Your conclusion may be right, but the HedWeb isn’t strong evidence—as far as I recall David Pearce holds a philosophically flawed belief called “psychological hedonism” that says all humans are motivated by is pleasure and pain and therefore nothing else matters, or some such. So I would say that his moral system has not yet had to withstand a razing attempt from all the truth hordes that are out there roaming the Steppes of Fact.
If “the thesis above” is the unity of values, this is not an argument. (I agree with ZM.)
It’s an argument for it’s being possible that behavior isn’t representative of the actual values. That actual values are more united than the behaviors is a separate issue.
It seems to me that it’s an appeal to the good consequences of believing that you can be wrong.
Well, obviously. So I’m now curious about what do you read in the discussion, so that you see this remark as worth making?
That the discussion was originally about whether the unity of values is true; that you moved from this to whether we should believe in it without clearly marking the change; that this is very surprising to me, since you seem elsewhere to favor epistemic over instrumental rationality.
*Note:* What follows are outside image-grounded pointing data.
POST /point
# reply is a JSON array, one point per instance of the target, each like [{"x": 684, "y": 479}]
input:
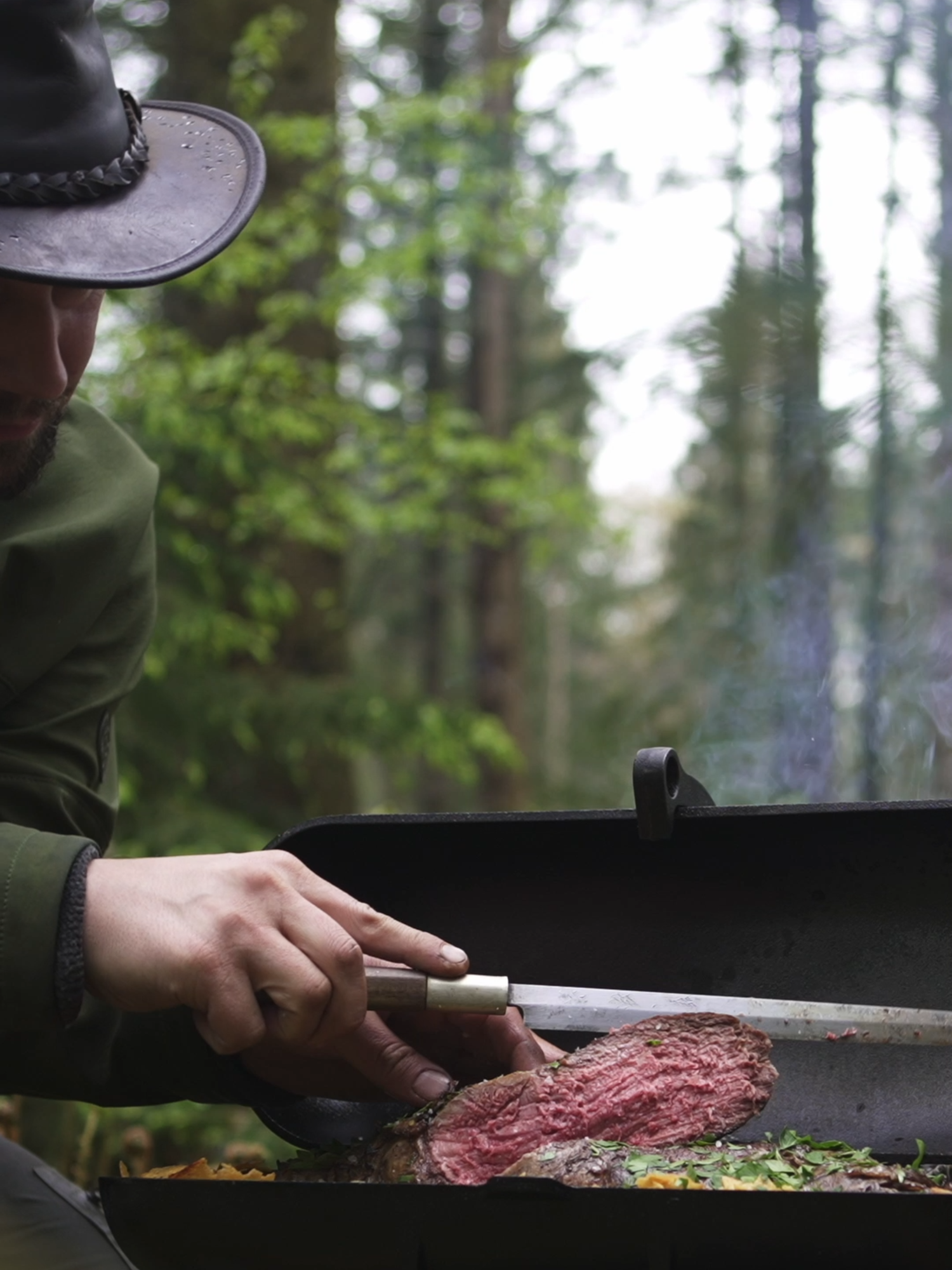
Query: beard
[{"x": 22, "y": 463}]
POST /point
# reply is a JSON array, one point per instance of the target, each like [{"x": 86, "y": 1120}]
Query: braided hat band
[{"x": 40, "y": 190}]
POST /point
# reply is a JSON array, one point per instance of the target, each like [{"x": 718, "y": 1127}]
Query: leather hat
[{"x": 96, "y": 190}]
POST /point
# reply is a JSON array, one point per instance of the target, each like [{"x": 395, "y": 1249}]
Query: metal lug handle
[{"x": 412, "y": 990}]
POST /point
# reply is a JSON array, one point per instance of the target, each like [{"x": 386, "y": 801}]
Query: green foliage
[{"x": 265, "y": 450}]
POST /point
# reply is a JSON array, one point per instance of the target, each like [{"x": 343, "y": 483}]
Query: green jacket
[{"x": 77, "y": 612}]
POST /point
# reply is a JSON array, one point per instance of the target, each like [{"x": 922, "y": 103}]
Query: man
[{"x": 220, "y": 979}]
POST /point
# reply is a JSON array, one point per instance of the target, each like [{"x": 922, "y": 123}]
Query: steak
[{"x": 662, "y": 1081}]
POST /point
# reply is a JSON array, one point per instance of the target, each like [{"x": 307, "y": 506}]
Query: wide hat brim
[{"x": 204, "y": 181}]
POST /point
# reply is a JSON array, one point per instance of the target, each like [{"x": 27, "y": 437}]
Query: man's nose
[{"x": 31, "y": 363}]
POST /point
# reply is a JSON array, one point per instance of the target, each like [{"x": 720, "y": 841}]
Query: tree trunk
[
  {"x": 941, "y": 639},
  {"x": 883, "y": 467},
  {"x": 428, "y": 336},
  {"x": 497, "y": 566},
  {"x": 197, "y": 41},
  {"x": 805, "y": 740}
]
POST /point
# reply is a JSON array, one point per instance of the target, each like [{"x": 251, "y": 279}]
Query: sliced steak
[{"x": 662, "y": 1081}]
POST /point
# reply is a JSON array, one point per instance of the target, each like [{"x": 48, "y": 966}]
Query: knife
[{"x": 600, "y": 1010}]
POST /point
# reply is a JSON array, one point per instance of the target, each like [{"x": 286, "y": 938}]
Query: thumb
[{"x": 380, "y": 1056}]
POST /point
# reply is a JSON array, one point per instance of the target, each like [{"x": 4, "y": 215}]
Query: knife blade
[{"x": 600, "y": 1010}]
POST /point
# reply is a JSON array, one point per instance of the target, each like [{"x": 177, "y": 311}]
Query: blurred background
[{"x": 583, "y": 384}]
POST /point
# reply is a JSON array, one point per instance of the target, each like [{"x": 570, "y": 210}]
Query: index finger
[{"x": 381, "y": 935}]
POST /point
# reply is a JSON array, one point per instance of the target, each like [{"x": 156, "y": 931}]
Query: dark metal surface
[
  {"x": 662, "y": 788},
  {"x": 821, "y": 904},
  {"x": 833, "y": 904},
  {"x": 515, "y": 1225}
]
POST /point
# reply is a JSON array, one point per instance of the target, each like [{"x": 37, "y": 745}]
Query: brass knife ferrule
[{"x": 473, "y": 994}]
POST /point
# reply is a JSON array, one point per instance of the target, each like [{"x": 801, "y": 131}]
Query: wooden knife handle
[
  {"x": 395, "y": 990},
  {"x": 413, "y": 990}
]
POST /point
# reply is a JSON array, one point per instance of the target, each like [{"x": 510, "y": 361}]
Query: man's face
[{"x": 46, "y": 341}]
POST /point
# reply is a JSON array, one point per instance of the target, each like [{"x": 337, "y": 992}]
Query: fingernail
[{"x": 432, "y": 1085}]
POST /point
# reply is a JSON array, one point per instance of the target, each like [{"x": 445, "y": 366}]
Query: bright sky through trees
[{"x": 644, "y": 265}]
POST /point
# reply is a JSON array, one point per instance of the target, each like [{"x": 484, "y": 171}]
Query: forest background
[{"x": 387, "y": 581}]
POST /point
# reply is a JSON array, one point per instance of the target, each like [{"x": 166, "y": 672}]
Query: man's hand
[
  {"x": 257, "y": 946},
  {"x": 408, "y": 1057}
]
I’m uncertain as to how to parse this, a little redundancy please! My best guess is that you are saying that I moved the discussion from the question of the fact of ethical unity of humankind, to the question of whether we should adopt a belief in the ethical unity of humankind.
Let’s review the structure of the argument. First, there is psychological unity of humankind, in-born similarity of preferences. Second, there is behavioral diversity, with people apparently caring about very different things. I state that the ethical diversity is less than the currently observed behavioral diversity. Next, I anticipate the common belief of people not trusting in the possibility of being morally wrong; simplifying:
To this I reply with “If you can’t be wrong, you can never get better.” This is not an endorsement to self-deceivingly “believe” that you can be wrong, but an argument for it being a mistake to believe that you can never be morally wrong, if it’s possible to get better.
Correct.
I agree, and agree that the argument form you paraphrase is fallacious.
Are you saying you were using modus tollens – you can get better (presumed to be accepted by all involved), therefore you can be wrong? This wasn’t clear, especially since you agreed that it’s an appeal to consequences.
Right. Since I consider epistemic rationality, as any other tool, an arrangement that brings about what I prefer, in itself or instrumentally, I didn’t see “appeal to consequences” of a belief sufficiently distinct from desire to ensure the truth of the belief.
Human values are frequently in conflict with each other—which is the main explanation for all the fighting and wars in human history.
The explanation for this is pretty obvious: humans are close relatives of animals whose main role in life has typically been ensuring the survival and reproducion of their genes.
Unfortunately, everyone behaves as though they want to maximise the representation of their own genome—and such values conflict with the values of practically every other human on the planet, except perhaps for a few close relatives—which explains cooperation within families.
This doesn’t seem particularly complicated to me. What exactly is the problem?